Betty is survived by son, Craig, of Cheyenne, WY; daughter, Debra Shannon, of Duluth, GA; son, Scott, (Karla) of Fort Collins, CO; as well as eight grandchildren: Anya, Greg, Nick, Jennifer, Steven, Seth, Andy, and Eli; great-grandchildren: Gabriel, Sydni, River, Tavish, Memphis, Charmaine, Griffin, Seven, Tucker, and Graham and niece Patty Oceanak (Vince DiBianca), of Stockton, NJ.
She was preceded in death by Pete, her sister, Alice, and her son-in-law, Michael Shannon.
Friends and relatives are invited to her viewing from 10 a.m. to noon on Friday, August 28 at Reed and Steinbach Funeral Home, 2335 Lower State Road, Doylestown. Please wear a mask. Social distancing safety guidelines will be followed.

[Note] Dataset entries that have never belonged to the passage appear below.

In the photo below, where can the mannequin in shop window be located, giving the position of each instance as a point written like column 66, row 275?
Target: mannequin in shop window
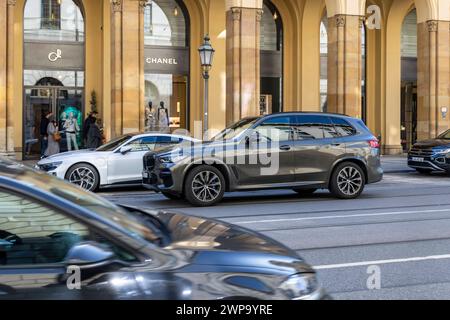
column 150, row 117
column 163, row 118
column 72, row 128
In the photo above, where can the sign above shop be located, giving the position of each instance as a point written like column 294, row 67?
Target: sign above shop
column 51, row 56
column 167, row 60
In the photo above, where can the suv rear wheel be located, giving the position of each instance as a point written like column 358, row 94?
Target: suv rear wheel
column 347, row 181
column 204, row 186
column 424, row 171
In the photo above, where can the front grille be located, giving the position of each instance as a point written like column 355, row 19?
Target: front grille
column 419, row 152
column 149, row 162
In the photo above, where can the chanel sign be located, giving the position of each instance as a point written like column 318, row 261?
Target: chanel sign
column 51, row 56
column 166, row 60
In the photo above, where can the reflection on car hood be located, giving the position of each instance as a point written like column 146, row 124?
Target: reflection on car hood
column 432, row 143
column 195, row 233
column 195, row 149
column 64, row 155
column 212, row 242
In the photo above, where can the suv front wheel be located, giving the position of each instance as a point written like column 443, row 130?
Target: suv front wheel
column 204, row 186
column 347, row 181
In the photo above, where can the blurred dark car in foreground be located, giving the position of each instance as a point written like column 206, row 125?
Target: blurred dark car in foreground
column 431, row 155
column 60, row 242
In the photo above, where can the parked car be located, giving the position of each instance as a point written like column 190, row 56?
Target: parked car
column 310, row 151
column 55, row 237
column 117, row 163
column 431, row 155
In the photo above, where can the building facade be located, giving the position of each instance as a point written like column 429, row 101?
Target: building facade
column 136, row 62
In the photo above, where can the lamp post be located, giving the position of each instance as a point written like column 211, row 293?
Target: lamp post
column 206, row 52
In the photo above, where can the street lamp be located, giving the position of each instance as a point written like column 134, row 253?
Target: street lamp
column 206, row 52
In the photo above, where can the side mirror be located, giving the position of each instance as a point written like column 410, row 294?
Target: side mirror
column 125, row 149
column 88, row 253
column 253, row 139
column 5, row 245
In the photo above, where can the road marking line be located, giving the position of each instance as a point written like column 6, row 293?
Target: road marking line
column 379, row 262
column 342, row 216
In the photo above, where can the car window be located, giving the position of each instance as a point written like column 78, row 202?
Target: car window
column 32, row 233
column 115, row 143
column 343, row 128
column 276, row 129
column 143, row 144
column 313, row 127
column 167, row 141
column 445, row 135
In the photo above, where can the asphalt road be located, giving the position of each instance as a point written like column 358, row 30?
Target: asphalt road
column 401, row 226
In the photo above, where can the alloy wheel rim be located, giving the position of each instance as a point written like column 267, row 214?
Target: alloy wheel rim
column 206, row 186
column 83, row 177
column 349, row 181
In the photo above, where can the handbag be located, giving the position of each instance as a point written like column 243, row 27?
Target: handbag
column 57, row 136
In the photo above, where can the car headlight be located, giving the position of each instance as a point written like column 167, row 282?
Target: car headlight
column 49, row 166
column 300, row 286
column 173, row 158
column 441, row 151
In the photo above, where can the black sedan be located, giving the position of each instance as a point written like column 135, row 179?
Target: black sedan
column 59, row 242
column 431, row 155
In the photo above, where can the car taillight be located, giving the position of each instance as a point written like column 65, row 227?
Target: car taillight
column 375, row 144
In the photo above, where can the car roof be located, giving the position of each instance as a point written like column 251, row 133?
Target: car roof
column 159, row 134
column 309, row 113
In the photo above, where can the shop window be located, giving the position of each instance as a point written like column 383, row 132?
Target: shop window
column 53, row 20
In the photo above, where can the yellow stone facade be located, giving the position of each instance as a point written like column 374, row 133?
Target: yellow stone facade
column 114, row 63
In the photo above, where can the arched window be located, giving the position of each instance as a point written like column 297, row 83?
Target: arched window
column 53, row 20
column 409, row 80
column 271, row 60
column 165, row 24
column 166, row 40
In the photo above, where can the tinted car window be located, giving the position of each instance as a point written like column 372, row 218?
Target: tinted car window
column 167, row 141
column 445, row 135
column 276, row 129
column 115, row 143
column 313, row 127
column 343, row 128
column 143, row 144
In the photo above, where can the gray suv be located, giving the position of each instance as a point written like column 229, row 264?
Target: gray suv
column 299, row 151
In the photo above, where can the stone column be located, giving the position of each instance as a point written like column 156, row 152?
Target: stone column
column 243, row 62
column 131, row 64
column 344, row 64
column 116, row 69
column 142, row 6
column 9, row 112
column 433, row 77
column 3, row 74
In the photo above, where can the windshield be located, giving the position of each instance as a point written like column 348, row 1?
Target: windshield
column 107, row 210
column 113, row 144
column 445, row 135
column 235, row 130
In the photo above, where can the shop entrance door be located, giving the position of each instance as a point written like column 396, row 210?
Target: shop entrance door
column 66, row 104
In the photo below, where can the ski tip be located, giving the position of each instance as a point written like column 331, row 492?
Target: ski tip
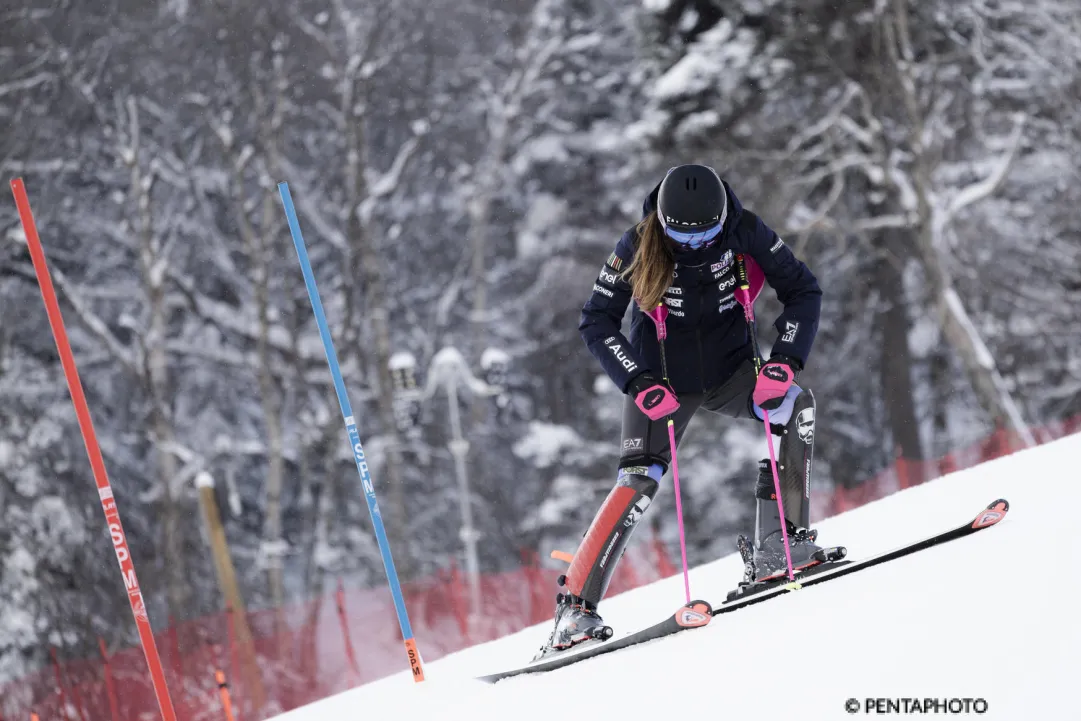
column 694, row 614
column 995, row 512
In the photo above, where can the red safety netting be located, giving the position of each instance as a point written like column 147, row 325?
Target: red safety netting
column 303, row 652
column 309, row 651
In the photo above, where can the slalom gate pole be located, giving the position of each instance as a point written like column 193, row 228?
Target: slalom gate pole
column 415, row 663
column 94, row 451
column 223, row 688
column 748, row 303
column 657, row 316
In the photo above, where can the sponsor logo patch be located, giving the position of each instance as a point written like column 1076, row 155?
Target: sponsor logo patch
column 606, row 277
column 722, row 264
column 616, row 349
column 804, row 425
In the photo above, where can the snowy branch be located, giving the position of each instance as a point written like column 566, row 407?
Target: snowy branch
column 988, row 186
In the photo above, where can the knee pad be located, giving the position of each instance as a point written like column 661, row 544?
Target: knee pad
column 781, row 416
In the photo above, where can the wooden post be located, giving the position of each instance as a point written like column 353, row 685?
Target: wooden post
column 59, row 683
column 227, row 582
column 224, row 690
column 339, row 597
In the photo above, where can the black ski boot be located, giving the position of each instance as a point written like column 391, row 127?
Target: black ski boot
column 576, row 622
column 769, row 555
column 764, row 559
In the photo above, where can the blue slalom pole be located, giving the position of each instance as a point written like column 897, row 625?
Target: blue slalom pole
column 350, row 426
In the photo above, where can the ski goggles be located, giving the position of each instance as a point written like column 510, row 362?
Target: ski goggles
column 693, row 240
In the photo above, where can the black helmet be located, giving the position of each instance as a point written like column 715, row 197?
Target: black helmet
column 692, row 204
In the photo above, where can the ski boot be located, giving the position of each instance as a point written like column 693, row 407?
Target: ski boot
column 576, row 622
column 769, row 557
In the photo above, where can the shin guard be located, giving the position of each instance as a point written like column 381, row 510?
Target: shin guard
column 793, row 462
column 599, row 553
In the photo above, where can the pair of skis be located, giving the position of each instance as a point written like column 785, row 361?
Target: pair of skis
column 697, row 614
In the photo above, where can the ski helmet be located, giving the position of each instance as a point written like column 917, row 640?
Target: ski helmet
column 692, row 204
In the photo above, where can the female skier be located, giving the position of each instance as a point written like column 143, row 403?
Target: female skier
column 685, row 254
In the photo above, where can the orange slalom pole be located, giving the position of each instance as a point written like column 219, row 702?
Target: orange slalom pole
column 224, row 690
column 94, row 451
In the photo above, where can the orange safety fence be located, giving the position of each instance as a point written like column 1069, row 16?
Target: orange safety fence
column 312, row 650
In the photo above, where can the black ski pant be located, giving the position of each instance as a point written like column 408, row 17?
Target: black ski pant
column 644, row 442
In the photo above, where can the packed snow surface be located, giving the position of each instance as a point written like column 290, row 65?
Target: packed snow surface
column 995, row 616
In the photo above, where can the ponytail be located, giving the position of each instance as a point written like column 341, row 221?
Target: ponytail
column 651, row 270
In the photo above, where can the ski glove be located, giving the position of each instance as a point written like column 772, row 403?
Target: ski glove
column 774, row 381
column 653, row 398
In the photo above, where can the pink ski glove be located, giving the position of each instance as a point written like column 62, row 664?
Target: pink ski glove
column 653, row 398
column 773, row 384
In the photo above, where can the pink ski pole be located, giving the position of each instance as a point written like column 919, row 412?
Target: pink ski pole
column 657, row 316
column 746, row 297
column 776, row 491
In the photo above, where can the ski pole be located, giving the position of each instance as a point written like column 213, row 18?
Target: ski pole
column 657, row 316
column 350, row 426
column 748, row 303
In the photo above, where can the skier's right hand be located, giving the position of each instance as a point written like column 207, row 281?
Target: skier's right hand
column 653, row 398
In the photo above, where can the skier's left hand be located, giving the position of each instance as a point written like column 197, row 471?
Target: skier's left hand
column 774, row 381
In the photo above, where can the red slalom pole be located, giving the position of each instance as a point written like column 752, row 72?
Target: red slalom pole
column 96, row 462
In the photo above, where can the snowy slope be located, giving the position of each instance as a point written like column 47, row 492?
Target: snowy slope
column 995, row 616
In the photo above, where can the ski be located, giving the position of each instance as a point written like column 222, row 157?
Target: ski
column 695, row 614
column 995, row 512
column 699, row 613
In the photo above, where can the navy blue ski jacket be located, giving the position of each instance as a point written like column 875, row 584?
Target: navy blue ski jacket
column 708, row 336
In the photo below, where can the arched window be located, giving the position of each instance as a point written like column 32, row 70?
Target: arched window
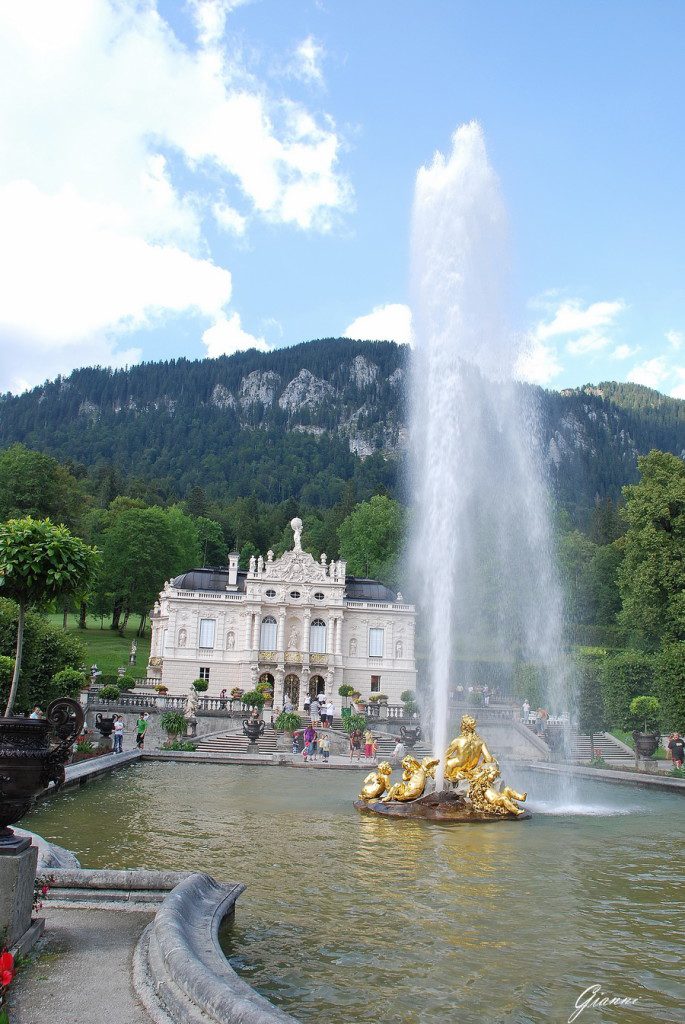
column 267, row 634
column 317, row 637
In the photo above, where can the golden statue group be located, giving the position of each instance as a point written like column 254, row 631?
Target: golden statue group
column 467, row 760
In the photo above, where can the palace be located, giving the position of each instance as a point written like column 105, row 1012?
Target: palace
column 303, row 625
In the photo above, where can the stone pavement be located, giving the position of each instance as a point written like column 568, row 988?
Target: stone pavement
column 81, row 971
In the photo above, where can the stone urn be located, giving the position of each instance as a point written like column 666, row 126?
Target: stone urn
column 33, row 753
column 253, row 728
column 646, row 743
column 104, row 725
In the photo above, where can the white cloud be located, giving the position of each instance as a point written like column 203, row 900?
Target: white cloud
column 306, row 64
column 226, row 336
column 652, row 373
column 389, row 323
column 229, row 219
column 625, row 351
column 116, row 141
column 538, row 364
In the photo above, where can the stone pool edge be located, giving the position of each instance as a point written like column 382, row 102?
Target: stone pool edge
column 179, row 968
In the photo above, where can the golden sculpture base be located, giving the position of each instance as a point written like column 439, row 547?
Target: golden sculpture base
column 446, row 807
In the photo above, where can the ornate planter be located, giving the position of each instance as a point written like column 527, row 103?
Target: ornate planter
column 33, row 753
column 646, row 742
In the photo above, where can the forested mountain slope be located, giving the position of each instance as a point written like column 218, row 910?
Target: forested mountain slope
column 302, row 421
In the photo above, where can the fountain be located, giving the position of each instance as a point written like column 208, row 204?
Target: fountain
column 471, row 790
column 481, row 543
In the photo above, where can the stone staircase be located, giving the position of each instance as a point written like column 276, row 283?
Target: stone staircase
column 611, row 750
column 237, row 744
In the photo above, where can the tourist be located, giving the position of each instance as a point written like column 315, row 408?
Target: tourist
column 119, row 734
column 314, row 710
column 677, row 748
column 369, row 743
column 398, row 753
column 309, row 738
column 140, row 729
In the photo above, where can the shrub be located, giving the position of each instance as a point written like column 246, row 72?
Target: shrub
column 254, row 699
column 173, row 723
column 624, row 677
column 288, row 721
column 354, row 723
column 109, row 693
column 645, row 712
column 70, row 681
column 47, row 650
column 670, row 685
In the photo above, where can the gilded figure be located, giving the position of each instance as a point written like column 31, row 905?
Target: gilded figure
column 415, row 775
column 466, row 753
column 377, row 782
column 484, row 797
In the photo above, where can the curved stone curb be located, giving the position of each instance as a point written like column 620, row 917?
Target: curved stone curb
column 179, row 969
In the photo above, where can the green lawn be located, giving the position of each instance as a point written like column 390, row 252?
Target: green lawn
column 105, row 648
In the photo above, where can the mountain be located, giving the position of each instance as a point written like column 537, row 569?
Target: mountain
column 302, row 421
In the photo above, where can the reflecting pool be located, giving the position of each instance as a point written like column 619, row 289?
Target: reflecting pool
column 355, row 919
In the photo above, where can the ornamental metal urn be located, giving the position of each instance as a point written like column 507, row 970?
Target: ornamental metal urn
column 104, row 725
column 410, row 735
column 33, row 753
column 253, row 729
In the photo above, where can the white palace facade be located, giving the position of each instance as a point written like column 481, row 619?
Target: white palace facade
column 302, row 624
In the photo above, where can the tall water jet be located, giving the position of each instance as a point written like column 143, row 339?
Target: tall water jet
column 481, row 545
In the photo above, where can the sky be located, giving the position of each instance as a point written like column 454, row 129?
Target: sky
column 196, row 178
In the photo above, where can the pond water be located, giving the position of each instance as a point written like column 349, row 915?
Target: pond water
column 351, row 919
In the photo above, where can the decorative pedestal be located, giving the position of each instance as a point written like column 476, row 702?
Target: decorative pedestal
column 17, row 875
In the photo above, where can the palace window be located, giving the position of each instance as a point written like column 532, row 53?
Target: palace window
column 376, row 642
column 317, row 637
column 207, row 629
column 267, row 634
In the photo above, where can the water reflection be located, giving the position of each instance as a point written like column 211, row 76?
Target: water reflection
column 365, row 920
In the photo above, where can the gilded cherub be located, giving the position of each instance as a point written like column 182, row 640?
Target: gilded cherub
column 484, row 798
column 415, row 776
column 465, row 753
column 377, row 781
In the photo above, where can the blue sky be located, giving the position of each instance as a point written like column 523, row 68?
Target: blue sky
column 191, row 178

Interment will be private.
In lieu of flowers, memorial contributions in Betty’s name may be made to: Doylestown United Methodist Church Music Fund, 320 East Swamp Road, Doylestown, PA 18901.
“Until we meet again, we’ll miss your hugs and kisses, Betty/Mom/Grammy/GG. Save us a seat at that great pinochle table in the sky.”